LYMEPOLICYWONK: The IDSA Says Chronic Lyme Disease Is No More than the Aches and Pains of Daily Living. Is this True?
When we conducted our last survey (which was published in PeerJ) of over 3,000 patients with CLD, we asked both the frequency and the severity of symptoms. To our knowledge the LDo quality of life study is the first study to rate symptom severity. The survey found patients with CLD have a far higher frequency of these symptoms and they report more serious symptoms than the general population.
The LDo study found that patients with CLD experience an average of 3 severe or very severe symptoms. 75% of patients reported at least one symptom as severe or very severe, and 63% reported two or more symptoms.
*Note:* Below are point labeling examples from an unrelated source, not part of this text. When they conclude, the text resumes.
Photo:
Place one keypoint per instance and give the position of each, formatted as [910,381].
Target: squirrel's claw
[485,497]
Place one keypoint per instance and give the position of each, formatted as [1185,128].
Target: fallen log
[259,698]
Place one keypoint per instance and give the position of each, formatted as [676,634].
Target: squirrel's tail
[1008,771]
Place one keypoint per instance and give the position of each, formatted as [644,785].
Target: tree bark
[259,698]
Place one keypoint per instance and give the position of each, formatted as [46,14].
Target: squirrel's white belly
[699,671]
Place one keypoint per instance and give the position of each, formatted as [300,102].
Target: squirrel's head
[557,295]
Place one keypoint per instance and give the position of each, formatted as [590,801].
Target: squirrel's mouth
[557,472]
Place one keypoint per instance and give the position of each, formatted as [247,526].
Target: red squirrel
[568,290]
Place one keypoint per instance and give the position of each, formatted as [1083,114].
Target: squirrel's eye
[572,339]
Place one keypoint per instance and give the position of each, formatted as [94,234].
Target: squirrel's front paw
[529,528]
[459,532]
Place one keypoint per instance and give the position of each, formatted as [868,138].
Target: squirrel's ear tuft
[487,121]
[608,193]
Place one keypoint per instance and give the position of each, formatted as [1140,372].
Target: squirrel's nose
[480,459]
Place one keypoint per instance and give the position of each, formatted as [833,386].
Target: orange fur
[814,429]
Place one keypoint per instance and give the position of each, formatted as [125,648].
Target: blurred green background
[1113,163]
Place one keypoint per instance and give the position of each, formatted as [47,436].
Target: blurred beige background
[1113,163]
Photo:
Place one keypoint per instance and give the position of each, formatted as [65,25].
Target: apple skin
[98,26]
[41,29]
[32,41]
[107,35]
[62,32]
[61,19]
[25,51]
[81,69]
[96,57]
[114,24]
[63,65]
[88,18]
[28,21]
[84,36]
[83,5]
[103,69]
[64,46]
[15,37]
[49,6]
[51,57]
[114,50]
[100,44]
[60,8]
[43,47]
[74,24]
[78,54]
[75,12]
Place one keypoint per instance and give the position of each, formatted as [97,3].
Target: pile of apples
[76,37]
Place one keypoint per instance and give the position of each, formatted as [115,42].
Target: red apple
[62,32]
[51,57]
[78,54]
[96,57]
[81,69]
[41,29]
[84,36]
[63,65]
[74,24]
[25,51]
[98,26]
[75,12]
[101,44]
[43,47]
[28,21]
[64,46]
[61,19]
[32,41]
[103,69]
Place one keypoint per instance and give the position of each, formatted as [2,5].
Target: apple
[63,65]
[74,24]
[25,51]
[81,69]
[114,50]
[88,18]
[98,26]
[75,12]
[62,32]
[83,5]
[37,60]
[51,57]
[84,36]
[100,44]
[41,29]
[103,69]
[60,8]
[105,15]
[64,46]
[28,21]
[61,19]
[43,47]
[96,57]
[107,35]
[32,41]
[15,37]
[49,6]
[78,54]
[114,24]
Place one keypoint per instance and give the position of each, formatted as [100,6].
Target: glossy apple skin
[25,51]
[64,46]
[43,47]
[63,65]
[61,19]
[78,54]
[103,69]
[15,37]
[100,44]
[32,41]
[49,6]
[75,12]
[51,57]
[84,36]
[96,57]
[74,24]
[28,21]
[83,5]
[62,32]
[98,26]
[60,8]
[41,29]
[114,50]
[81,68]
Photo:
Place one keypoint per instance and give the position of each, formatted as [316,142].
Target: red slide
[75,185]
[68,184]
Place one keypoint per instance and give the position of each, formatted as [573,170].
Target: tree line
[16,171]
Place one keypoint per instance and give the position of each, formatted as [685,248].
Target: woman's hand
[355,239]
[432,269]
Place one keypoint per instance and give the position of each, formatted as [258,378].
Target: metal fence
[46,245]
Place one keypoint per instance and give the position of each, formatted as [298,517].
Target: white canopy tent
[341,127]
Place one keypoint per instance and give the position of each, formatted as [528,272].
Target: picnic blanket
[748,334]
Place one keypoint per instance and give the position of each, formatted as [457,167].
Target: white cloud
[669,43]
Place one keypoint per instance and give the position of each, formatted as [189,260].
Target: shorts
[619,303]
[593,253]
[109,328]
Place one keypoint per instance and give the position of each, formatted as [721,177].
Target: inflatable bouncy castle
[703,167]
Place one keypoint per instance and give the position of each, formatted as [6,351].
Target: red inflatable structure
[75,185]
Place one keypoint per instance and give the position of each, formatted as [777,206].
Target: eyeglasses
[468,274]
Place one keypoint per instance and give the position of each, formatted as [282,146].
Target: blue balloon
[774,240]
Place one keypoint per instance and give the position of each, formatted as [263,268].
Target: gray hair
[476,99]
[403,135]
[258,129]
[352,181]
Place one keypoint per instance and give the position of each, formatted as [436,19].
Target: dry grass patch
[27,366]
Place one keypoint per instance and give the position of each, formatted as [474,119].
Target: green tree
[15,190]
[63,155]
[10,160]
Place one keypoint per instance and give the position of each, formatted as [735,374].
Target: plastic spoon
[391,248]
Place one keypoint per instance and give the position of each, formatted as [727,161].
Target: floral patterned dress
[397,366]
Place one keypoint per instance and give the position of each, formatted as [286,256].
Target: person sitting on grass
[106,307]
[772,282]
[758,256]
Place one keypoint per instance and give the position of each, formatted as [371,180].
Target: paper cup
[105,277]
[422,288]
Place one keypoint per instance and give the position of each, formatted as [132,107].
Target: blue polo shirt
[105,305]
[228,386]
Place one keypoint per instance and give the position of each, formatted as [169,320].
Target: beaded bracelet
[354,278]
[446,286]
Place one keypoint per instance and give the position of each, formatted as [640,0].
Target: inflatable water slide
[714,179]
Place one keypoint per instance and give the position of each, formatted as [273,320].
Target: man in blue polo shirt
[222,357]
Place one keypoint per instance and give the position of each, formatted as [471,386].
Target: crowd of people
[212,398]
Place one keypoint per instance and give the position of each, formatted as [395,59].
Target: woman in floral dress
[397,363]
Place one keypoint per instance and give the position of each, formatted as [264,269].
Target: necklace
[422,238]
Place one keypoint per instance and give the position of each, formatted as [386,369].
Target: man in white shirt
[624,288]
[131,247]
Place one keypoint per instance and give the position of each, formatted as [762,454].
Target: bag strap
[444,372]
The frequency that patients reported any of the ten symptoms included in the survey as severe or very severe were as follows: Fatigue (48%), sleep impairment (41%), joint pain (39%), and muscle aches (36%) were the most frequently reported followed by other pain (34%), depression (34%), cognitive impairment (32%), neuropathy (32%), headaches (23%) and heart-related issues (10%).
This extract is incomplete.